2021 KAIF Trophy

Tournament details
- Host country: Austria
- Dates: 5–8 August 2021
- Teams: 6 (from 6 associations)
- Venue: 1 (in 1 host city)

Final positions
- Champions: FFC Turbine Potsdam (1st title)
- Runners-up: Real Madrid

Tournament statistics
- Matches played: 8
- Goals scored: 28 (3.5 per match)
- Top scorer(s): Dina Orschmann (Turbind Potsdam) Rocío Gálvez (Real Madrid) Selina Cerci (Turbine Potsdam) Merle Barth (Turbine Potsdam) (2 goals each)

= 2021 KAIF Trophy =

The 2021 KAIF Trophy was the 1st edition of the KAIF Trophy, is a women's club football tournament organised and hosted by the AFA for the women's clubs of association nations. This edition will held from 5–8 August 2021 in Austria.
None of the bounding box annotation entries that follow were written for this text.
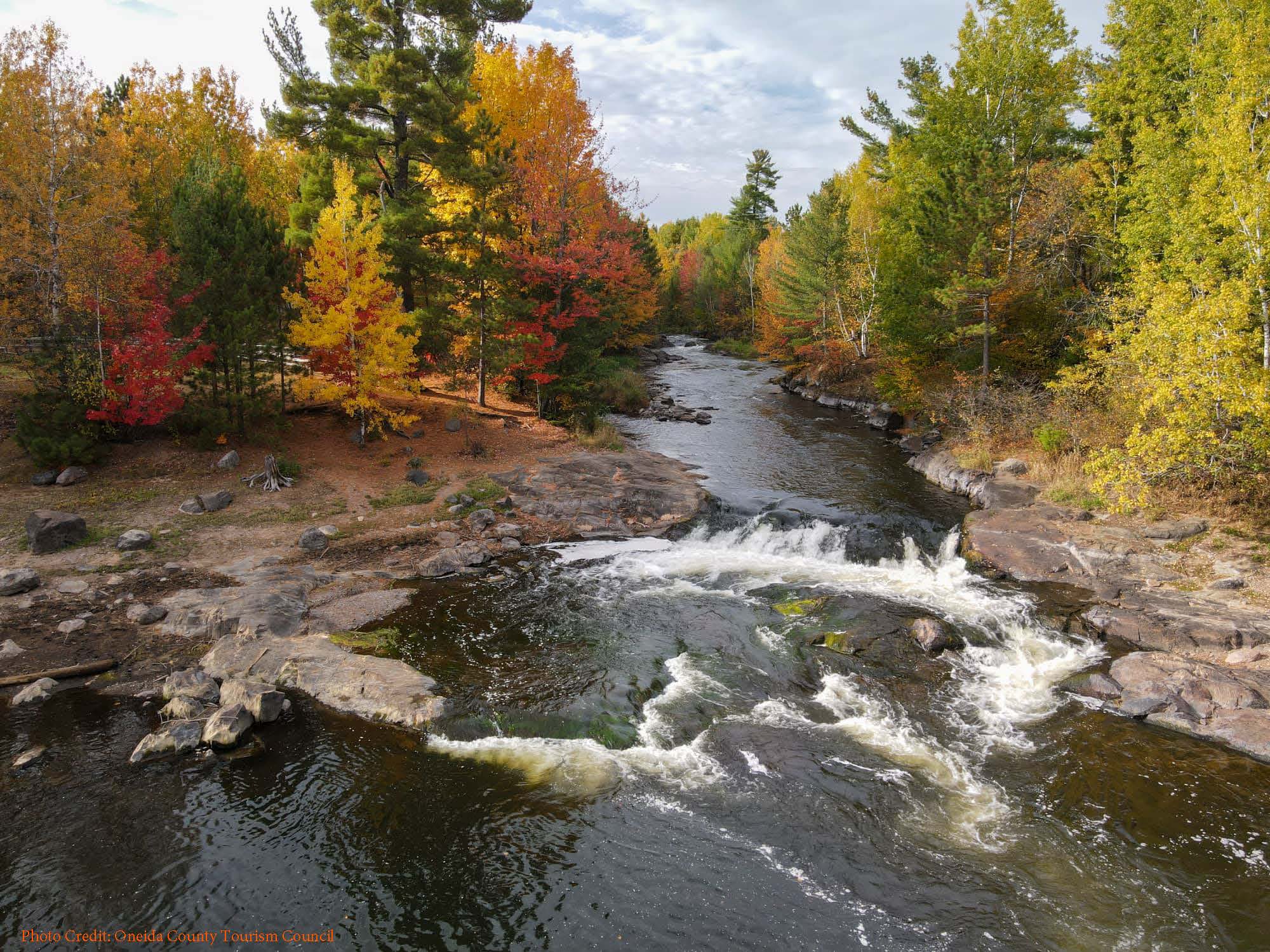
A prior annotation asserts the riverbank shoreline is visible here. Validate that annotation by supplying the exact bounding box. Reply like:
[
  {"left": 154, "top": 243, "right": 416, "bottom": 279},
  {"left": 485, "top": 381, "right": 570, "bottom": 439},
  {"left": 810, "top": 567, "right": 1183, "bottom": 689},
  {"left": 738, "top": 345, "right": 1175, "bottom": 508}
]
[{"left": 779, "top": 373, "right": 1270, "bottom": 763}]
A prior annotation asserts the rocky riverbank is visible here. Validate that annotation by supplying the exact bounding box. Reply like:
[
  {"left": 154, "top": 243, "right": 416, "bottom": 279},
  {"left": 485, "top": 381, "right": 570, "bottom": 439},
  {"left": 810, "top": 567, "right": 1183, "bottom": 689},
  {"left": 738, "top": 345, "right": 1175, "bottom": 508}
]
[{"left": 779, "top": 374, "right": 1270, "bottom": 762}]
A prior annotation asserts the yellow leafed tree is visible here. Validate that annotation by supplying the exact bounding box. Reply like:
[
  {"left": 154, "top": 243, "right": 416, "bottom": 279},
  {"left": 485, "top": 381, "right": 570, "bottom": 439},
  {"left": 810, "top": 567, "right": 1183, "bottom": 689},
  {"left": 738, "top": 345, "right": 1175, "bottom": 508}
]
[{"left": 286, "top": 161, "right": 419, "bottom": 439}]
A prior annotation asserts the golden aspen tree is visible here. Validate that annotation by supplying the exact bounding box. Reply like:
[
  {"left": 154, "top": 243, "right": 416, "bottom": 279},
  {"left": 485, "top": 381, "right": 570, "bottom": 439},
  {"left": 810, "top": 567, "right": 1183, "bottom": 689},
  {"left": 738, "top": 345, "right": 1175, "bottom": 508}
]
[{"left": 286, "top": 161, "right": 419, "bottom": 442}]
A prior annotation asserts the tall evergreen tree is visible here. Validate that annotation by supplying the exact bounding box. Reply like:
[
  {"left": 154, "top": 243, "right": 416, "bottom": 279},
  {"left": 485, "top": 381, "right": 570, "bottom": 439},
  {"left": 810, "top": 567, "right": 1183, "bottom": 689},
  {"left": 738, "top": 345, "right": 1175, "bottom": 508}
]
[{"left": 265, "top": 0, "right": 530, "bottom": 311}]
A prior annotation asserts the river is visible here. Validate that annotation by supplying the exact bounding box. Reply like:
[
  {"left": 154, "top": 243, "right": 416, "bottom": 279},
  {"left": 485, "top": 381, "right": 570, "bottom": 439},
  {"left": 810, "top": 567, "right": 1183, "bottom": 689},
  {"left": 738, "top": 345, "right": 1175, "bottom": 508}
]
[{"left": 0, "top": 340, "right": 1270, "bottom": 949}]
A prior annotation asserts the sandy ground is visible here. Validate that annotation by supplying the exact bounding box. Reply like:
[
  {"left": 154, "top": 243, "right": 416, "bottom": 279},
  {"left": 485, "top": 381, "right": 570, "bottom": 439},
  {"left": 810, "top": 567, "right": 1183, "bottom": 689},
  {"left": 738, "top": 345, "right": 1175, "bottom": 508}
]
[{"left": 0, "top": 380, "right": 577, "bottom": 693}]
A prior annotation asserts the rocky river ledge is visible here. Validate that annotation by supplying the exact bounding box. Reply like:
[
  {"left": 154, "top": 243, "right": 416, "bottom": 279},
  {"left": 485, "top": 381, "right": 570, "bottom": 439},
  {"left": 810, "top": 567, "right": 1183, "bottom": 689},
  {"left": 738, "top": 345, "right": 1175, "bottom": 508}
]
[
  {"left": 780, "top": 374, "right": 1270, "bottom": 763},
  {"left": 4, "top": 448, "right": 706, "bottom": 762}
]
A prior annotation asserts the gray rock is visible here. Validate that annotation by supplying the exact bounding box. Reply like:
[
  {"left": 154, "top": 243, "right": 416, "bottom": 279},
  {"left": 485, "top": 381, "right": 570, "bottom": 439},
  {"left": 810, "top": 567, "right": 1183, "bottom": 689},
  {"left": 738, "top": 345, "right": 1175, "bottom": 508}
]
[
  {"left": 13, "top": 744, "right": 48, "bottom": 770},
  {"left": 992, "top": 457, "right": 1027, "bottom": 476},
  {"left": 128, "top": 721, "right": 203, "bottom": 764},
  {"left": 298, "top": 527, "right": 330, "bottom": 552},
  {"left": 9, "top": 678, "right": 57, "bottom": 707},
  {"left": 163, "top": 668, "right": 221, "bottom": 704},
  {"left": 123, "top": 602, "right": 168, "bottom": 625},
  {"left": 1142, "top": 519, "right": 1208, "bottom": 539},
  {"left": 309, "top": 589, "right": 414, "bottom": 635},
  {"left": 467, "top": 509, "right": 498, "bottom": 532},
  {"left": 180, "top": 489, "right": 234, "bottom": 515},
  {"left": 221, "top": 678, "right": 287, "bottom": 724},
  {"left": 114, "top": 529, "right": 154, "bottom": 552},
  {"left": 203, "top": 704, "right": 254, "bottom": 748},
  {"left": 1208, "top": 575, "right": 1248, "bottom": 592},
  {"left": 0, "top": 569, "right": 39, "bottom": 595},
  {"left": 201, "top": 635, "right": 446, "bottom": 729},
  {"left": 1058, "top": 671, "right": 1120, "bottom": 701},
  {"left": 159, "top": 696, "right": 207, "bottom": 721},
  {"left": 56, "top": 466, "right": 88, "bottom": 486},
  {"left": 27, "top": 509, "right": 88, "bottom": 555},
  {"left": 908, "top": 618, "right": 965, "bottom": 654}
]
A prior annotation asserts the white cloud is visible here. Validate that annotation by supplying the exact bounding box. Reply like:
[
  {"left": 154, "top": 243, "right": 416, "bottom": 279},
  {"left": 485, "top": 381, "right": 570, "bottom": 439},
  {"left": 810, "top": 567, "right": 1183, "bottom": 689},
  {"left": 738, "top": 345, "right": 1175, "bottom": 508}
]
[{"left": 0, "top": 0, "right": 1105, "bottom": 221}]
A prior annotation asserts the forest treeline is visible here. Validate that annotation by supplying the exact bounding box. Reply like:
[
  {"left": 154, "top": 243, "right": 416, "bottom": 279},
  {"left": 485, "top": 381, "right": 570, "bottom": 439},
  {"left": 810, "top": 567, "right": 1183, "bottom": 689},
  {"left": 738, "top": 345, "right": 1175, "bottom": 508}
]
[
  {"left": 654, "top": 0, "right": 1270, "bottom": 508},
  {"left": 0, "top": 0, "right": 658, "bottom": 465}
]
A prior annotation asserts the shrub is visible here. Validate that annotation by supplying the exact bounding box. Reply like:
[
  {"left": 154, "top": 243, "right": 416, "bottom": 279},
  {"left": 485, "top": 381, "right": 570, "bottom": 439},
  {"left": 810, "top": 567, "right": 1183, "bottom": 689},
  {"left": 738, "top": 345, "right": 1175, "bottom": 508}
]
[
  {"left": 14, "top": 391, "right": 107, "bottom": 467},
  {"left": 1033, "top": 423, "right": 1072, "bottom": 456}
]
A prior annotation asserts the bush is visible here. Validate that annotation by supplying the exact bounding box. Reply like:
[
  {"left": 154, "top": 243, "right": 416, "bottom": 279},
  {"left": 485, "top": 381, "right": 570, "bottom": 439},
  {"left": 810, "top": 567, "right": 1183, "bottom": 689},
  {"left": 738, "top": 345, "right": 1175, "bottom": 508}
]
[
  {"left": 14, "top": 392, "right": 108, "bottom": 468},
  {"left": 1033, "top": 423, "right": 1072, "bottom": 456},
  {"left": 597, "top": 368, "right": 648, "bottom": 414}
]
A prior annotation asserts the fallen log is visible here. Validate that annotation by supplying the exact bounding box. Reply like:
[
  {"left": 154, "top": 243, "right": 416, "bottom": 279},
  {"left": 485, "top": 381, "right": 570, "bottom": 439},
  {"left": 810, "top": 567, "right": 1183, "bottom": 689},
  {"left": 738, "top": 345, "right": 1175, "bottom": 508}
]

Sponsored by KAIF Energy.

==Participants==
The following six team's are participating in inaugural tournament.

| Team | Appearances | Previous best performance |
|---|---|---|
| AC Sparta Praha | 1st | n/a |
| FC Wacker Innsbruck | 1st | n/a |
| FFC Turbine Potsdam | 1st | n/a |
| Real Madrid | 1st | n/a |
| S.L Benfica | 1st | n/a |
| Austria Wien | 1st | n/a äh |

==Venue==

All matches are played at Donawitz Stadium located in Leoben, Austria.

| Leoben | Leoben |
Donawitz Stadium
Capacity: 6,000

==Draw==
The draw of the tournament was held on 27 July 2021 at Leoben, Austria. The six participants will contest in round Robin league for the trophy.

==Group stage==

| Tie-breaking criteria for group play |
|---|
| The ranking of teams in each group was based on the following criteria: Number of points obtained in games between the teams involved; Goal difference in games between the teams involved; Goals scored in games between the teams involved; Away goals scored in games between the teams involved; Goal difference in all games; Goals scored in all games; Drawing of lots; |

Key to colour in group tables
|  | The top finisher from group will qualify for the Final |

5 August 2021
Austria Wien 0-6 Turbine Potsdam
  Turbine Potsdam: D. Orschmann 9', 62', S. Cerci 11', M. Platter 13', M. Barth 64', A. Gerhardt 64'
5 August 2021
Real Madrid 3-0 AC Sparta Praha
  Real Madrid: M. Cardona 21', K. Robles 37', R. Gálvez 45'
----
6 August 2021
SL Benfica 0-2 Turbine Potsdam
  Turbine Potsdam: M. Kössler 14', N. Ehegötz 69'
6 August 2021
Real Madrid 3-0 FC FC Wacker Innsbruck
  Real Madrid: R. Gálvez 83', O. Carmona 88' (pen.), L. Navarro 90'
----
7 August 2021
AC Sparta Praha 5-0 FC Wacker Innsbruck
7 August 2021
Austria Wien 0-3 SL Benfica

| Pos | Team | Pld | W | D | L | GF | GA | GD | Pts | Qualification |
| 1 | FFC Turbine Potsdam | 2 | 2 | 0 | 0 | 8 | 0 | +8 | 6 | Final |
| 2 | Real Madrid | 2 | 2 | 0 | 0 | 6 | 0 | +6 | 6 |
| 3 | SL Benfica | 2 | 1 | 0 | 1 | 3 | 2 | +1 | 3 | Third place match |
| 4 | AC Sparta Praha | 2 | 1 | 0 | 1 | 5 | 3 | +2 | 3 |
| 5 | FC Wacker Innsbruck | 2 | 0 | 0 | 2 | 0 | 5 | −5 | 0 |  |
| 6 | Austria Wien (H) | 2 | 0 | 0 | 2 | 0 | 9 | −9 | 0 |

==Third place match==
8 August 2021
AC Sparta Praha 1-2 SL Benfica

==Final==
8 August 2021
Turbine Potsdam 3-0 Real Madrid
  Turbine Potsdam: S. Cerci 42', K. Holmgaard 50', M. Barth 79' (pen.)